EXECUTIVE COMPENSATION AND COMPLIANCE – GETTING IT RIGHT

Compensation packages on offer to chief executive officers (CEO) and other members of the c-suite are always going to act as lightning rods for the anger of both the general public and the popular media. Over the course of the last decade or so, the perceived excessive nature of executive compensation packages has helped to bring the issue to the fore, particularly in the financial services sector, the scene of much opprobrium in the fallout from the 2008 financial crisis.

Executive pay is certainly a high-profile and controversial topic. Generally, the debate around compensation schemes tends to focus on whether or not executives are overpaid, particularly given the global stagnation seen in real wages in developed countries in recent years.
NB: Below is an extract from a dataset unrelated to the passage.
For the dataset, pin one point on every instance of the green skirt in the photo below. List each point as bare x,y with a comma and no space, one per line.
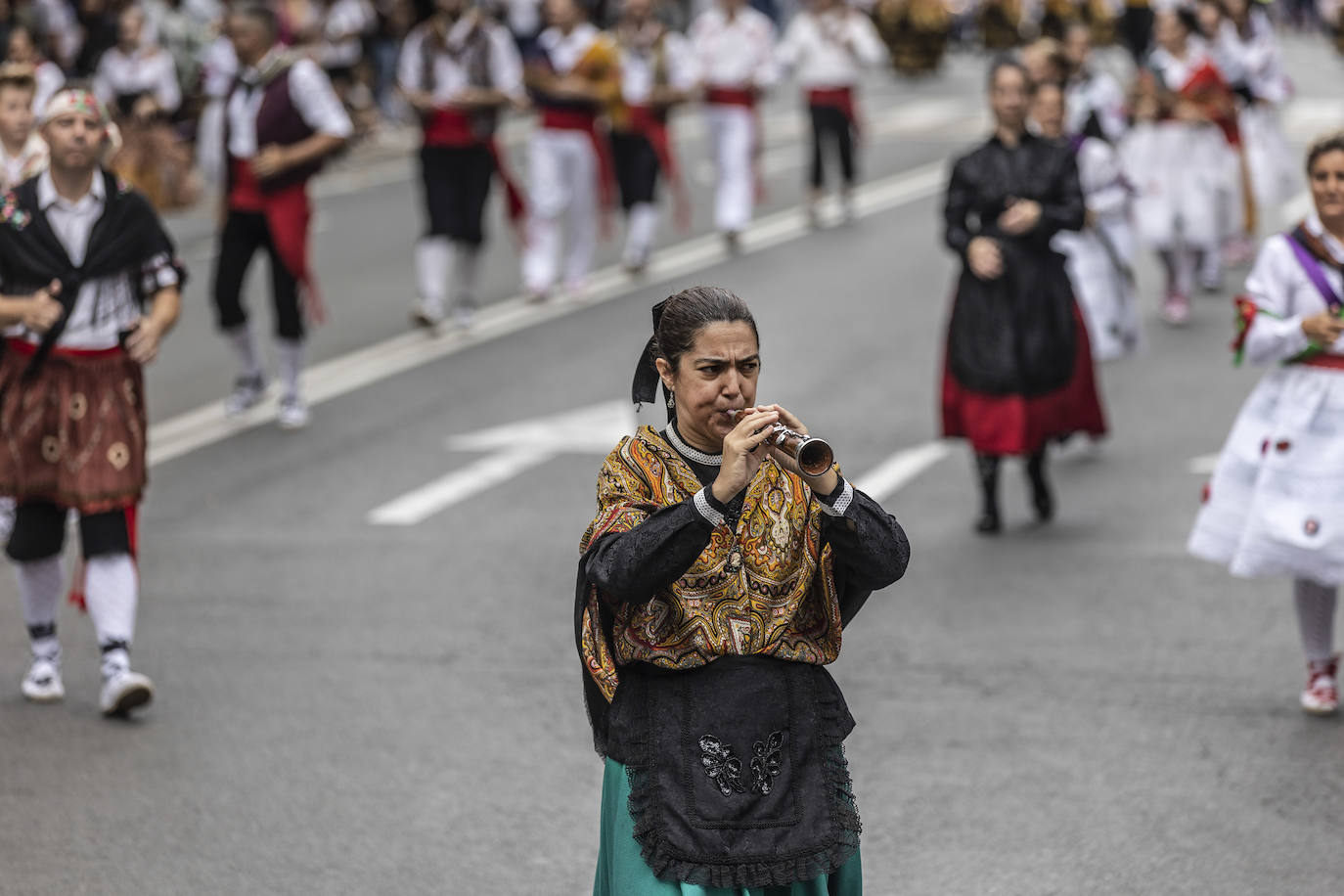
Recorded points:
621,870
Critics tend to emphasise a need for controlling measures in executive compensation. By utilising salary caps, for example, it is believed that companies would be able to help keep compensation packages in check.

Stagnation of worker’s pay aside however, much of the debate around executive compensation has been framed by the financial crisis. Viewed under the microscope of the crisis, executive compensation is still a highly contentious and provocative subject some seven years after the crisis erupted.

The media and the general public, in various jurisdictions, have called into question the compensation practices of corporations and financial institutions in light of the collapse of global financial markets and the subsequent economic downturn. While workers ‘at the coal face’ were laid off, the perception of chief executives laughing all the way to the bank was widely disseminated. For many, the perceived excesses of companies and their executives, at a time when the fortunes of shareholders and workers were severely impacted, added fuel to the fire. The debate around executive compensation rumbles on today, and it is an issue which is particularly telling, given that in the US at least, the income gap is still widening. In 2014, the salary of the average S&P 500 company CEO was 373 times the salary of the average production and non-supervisory worker, up from 331 times in 2013, according to data from AFL-CIO, a national trade union centre and the largest federation of unions in the US.